Cromwell was only able to rejoin the battle after he had secured another mount. A Royalist cavalry division under Sir William Savile counterattacked Cromwell's right flank. The Royalists were, in turn, attacked in the flank by Sir Thomas Fairfax's horse. In the resulting melee, the Royalists lost cohesion when the command by Savile to about face was taken to be an order to retreat and Savile's horse fled the battle. On the Parliamentarian's left wing the Royalists enjoyed greater initial success, but the collapse of the Royalist left and centre meant that Widdrington had to retreat or face envelopment. A flanking attack by Cromwell's reformed cavalry was enough to cause the Royalists to flee the field in confusion.

In Horncastle, at a place now known as "slash hollow", some Royalists were killed or captured when they became trapped against a parish boundary gate that only opened one way (against them) and in their panic the press of men jammed it shut. For the remainder of the day the Parliamentarians hunted down Royalist stragglers not stopping until dusk, which in October occurs in early evening, when they were recalled by Manchester. The Royalists lost about 300 men and the Parliamentarians about 20 with a further 60 wounded.

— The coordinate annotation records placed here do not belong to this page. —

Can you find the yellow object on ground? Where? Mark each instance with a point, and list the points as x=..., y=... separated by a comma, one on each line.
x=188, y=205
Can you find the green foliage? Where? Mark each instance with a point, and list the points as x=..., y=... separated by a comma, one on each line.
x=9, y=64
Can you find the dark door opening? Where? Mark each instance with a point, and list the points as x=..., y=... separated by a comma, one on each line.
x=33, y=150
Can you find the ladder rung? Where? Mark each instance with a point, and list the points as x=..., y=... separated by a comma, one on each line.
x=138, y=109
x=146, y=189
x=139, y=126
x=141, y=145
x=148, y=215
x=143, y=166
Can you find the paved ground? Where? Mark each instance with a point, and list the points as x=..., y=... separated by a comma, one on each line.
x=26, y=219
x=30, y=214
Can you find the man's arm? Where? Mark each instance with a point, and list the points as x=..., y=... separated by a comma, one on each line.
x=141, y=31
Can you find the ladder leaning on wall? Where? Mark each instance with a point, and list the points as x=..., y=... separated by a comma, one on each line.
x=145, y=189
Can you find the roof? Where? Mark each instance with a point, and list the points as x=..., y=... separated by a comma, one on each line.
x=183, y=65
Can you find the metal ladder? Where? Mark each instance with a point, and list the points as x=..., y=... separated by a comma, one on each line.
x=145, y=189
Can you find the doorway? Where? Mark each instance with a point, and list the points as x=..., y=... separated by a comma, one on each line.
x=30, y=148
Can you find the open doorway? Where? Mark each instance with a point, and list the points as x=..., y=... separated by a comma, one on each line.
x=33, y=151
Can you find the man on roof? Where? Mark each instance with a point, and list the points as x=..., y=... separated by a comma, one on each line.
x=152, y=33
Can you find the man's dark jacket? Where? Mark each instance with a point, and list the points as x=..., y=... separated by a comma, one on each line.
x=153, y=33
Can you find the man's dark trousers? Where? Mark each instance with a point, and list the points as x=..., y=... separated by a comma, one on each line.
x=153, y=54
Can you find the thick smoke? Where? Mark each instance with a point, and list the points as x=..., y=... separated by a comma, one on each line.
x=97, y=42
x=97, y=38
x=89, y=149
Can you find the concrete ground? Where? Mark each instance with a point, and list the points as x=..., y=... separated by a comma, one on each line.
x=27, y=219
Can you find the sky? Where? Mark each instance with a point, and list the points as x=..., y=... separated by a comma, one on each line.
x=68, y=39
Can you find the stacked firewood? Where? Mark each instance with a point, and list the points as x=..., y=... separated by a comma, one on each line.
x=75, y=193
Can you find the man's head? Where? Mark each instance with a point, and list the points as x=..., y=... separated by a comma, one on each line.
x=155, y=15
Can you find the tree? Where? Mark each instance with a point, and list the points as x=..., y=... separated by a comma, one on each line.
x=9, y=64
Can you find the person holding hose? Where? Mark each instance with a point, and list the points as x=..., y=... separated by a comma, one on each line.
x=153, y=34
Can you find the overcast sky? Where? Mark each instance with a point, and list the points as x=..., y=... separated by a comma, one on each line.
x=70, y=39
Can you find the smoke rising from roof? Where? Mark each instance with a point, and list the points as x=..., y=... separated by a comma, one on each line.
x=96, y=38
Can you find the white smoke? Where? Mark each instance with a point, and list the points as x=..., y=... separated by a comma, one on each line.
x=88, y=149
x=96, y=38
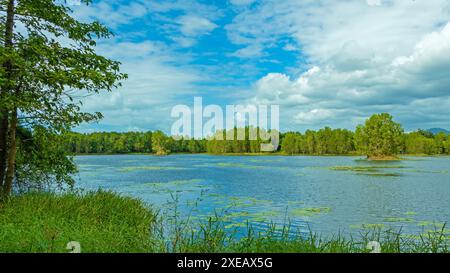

On the same day, Newcastle's army near Hull, which had suffered terribly from the hardships of continuous siege work, was attacked by the garrison. They were so severely handled that the siege of Hull was given up the next day.

==Aftermath==
Manchester left Bolingbroke Castle under siege and proceeded to retake Lincoln and Gainsborough. With all hope of relief gone, the garrison of Bolingbroke Castle surrendered on 14 November. Thus Lincolnshire, which had been almost entirely in Royalist hands before Newcastle undertook the siege of Hull, was given over to the control of the Parliamentarians.